THERE’S NO DOUBTING these statistics – Gavin Wanganeen is still regarded Port Adelaide’s best ever AFL player.

While he’s not quite up there in terms of Port’s best player of all time (that honour still falls to Russell Ebert), he’s still miles ahead of all 155 players to have worn a Power guernsey in the national competition.

More than half of those polled in the BIG PORT SURVEY earlier this year said Wanganeen was the best player of the club’s 19-season AFL era.

Just under a quarter of the remaining respondents said Warren Tredrea – the club’s first AFL premiership captain and four-time best and fairest – was the Power’s second best.

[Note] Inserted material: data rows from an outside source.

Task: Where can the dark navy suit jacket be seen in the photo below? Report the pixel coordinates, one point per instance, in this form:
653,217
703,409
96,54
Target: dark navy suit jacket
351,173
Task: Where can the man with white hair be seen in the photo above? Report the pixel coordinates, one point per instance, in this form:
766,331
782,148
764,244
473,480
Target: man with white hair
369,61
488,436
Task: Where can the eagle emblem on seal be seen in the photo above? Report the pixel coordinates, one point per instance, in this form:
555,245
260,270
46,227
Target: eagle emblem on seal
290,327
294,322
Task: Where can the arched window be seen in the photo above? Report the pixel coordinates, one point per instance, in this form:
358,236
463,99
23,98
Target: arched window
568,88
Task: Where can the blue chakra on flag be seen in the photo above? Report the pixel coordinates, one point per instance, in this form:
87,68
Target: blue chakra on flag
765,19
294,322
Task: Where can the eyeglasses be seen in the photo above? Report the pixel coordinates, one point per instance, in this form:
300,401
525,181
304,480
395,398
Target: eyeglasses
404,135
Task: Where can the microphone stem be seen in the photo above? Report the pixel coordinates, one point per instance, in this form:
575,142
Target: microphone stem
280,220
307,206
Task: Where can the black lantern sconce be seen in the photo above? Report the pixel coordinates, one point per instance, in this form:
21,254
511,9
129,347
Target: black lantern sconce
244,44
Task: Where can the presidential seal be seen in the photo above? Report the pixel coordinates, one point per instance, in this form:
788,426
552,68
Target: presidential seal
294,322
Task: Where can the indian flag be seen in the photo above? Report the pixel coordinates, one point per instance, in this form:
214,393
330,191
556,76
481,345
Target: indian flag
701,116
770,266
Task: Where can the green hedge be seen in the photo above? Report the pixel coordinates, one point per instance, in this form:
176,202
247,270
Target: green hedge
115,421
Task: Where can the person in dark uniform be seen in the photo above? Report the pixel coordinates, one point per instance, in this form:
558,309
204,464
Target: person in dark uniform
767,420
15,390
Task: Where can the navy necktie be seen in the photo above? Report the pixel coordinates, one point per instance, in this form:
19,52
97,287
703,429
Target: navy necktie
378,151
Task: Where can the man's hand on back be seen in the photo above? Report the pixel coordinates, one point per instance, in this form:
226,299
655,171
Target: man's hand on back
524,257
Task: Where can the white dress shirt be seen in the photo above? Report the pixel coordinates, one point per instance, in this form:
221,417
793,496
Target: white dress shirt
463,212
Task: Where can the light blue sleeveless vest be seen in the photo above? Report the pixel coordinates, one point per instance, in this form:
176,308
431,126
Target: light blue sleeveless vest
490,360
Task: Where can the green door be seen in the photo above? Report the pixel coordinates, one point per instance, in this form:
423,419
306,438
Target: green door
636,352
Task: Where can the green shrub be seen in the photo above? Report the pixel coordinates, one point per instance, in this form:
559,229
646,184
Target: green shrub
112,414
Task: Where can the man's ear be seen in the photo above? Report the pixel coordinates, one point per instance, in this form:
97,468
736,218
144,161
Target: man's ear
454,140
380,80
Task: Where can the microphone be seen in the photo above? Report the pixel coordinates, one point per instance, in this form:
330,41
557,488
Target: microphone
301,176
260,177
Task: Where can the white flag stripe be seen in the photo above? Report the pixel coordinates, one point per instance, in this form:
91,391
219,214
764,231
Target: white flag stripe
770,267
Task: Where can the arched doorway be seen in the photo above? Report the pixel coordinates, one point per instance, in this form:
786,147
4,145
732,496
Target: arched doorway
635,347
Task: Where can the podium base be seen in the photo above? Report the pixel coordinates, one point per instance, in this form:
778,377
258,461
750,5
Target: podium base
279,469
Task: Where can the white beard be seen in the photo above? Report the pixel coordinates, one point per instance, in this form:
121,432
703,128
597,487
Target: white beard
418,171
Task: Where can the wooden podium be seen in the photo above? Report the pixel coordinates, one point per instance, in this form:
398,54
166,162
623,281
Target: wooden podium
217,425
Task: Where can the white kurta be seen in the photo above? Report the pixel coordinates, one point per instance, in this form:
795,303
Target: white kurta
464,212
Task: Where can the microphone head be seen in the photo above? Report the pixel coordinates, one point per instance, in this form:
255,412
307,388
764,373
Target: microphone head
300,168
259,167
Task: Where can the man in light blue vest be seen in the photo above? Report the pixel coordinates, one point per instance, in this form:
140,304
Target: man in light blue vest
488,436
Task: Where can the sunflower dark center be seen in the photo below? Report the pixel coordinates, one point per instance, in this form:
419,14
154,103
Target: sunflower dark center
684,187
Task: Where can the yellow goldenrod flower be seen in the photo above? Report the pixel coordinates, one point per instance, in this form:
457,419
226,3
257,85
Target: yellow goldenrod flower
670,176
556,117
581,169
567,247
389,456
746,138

Kane Cornes, Robbie Gray and Chad Cornes rounded out the top five.

It’s tough arguing with Wanganeen as the club’s best player of its AFL period.

Originally from Port, he was recruited by Essendon after playing in the 1990 SANFL Premiership and would go on to win an AFL flag and Brownlow Medal with the Bombers.

But the lure of home – and his first club – brought him back to Alberton for the 1997 season where he was Port’s first AFL skipper.

He relinquished that role in 2001, but would play career-best football to win the 2003 John Cahill Medal and play a defining role in the Power’s all-conquering 2004 finals campaign.

A former captain himself, Tredrea is a four-time John Cahill Medallist and the Power’s all-time leading goal kicker.

Kane Cornes (four) and Robbie Gray (two) are also John Cahill Medallists and dual All-Australians, Chad Cornes is the highest-ranked player to never be crowned the Power’s best and fairest.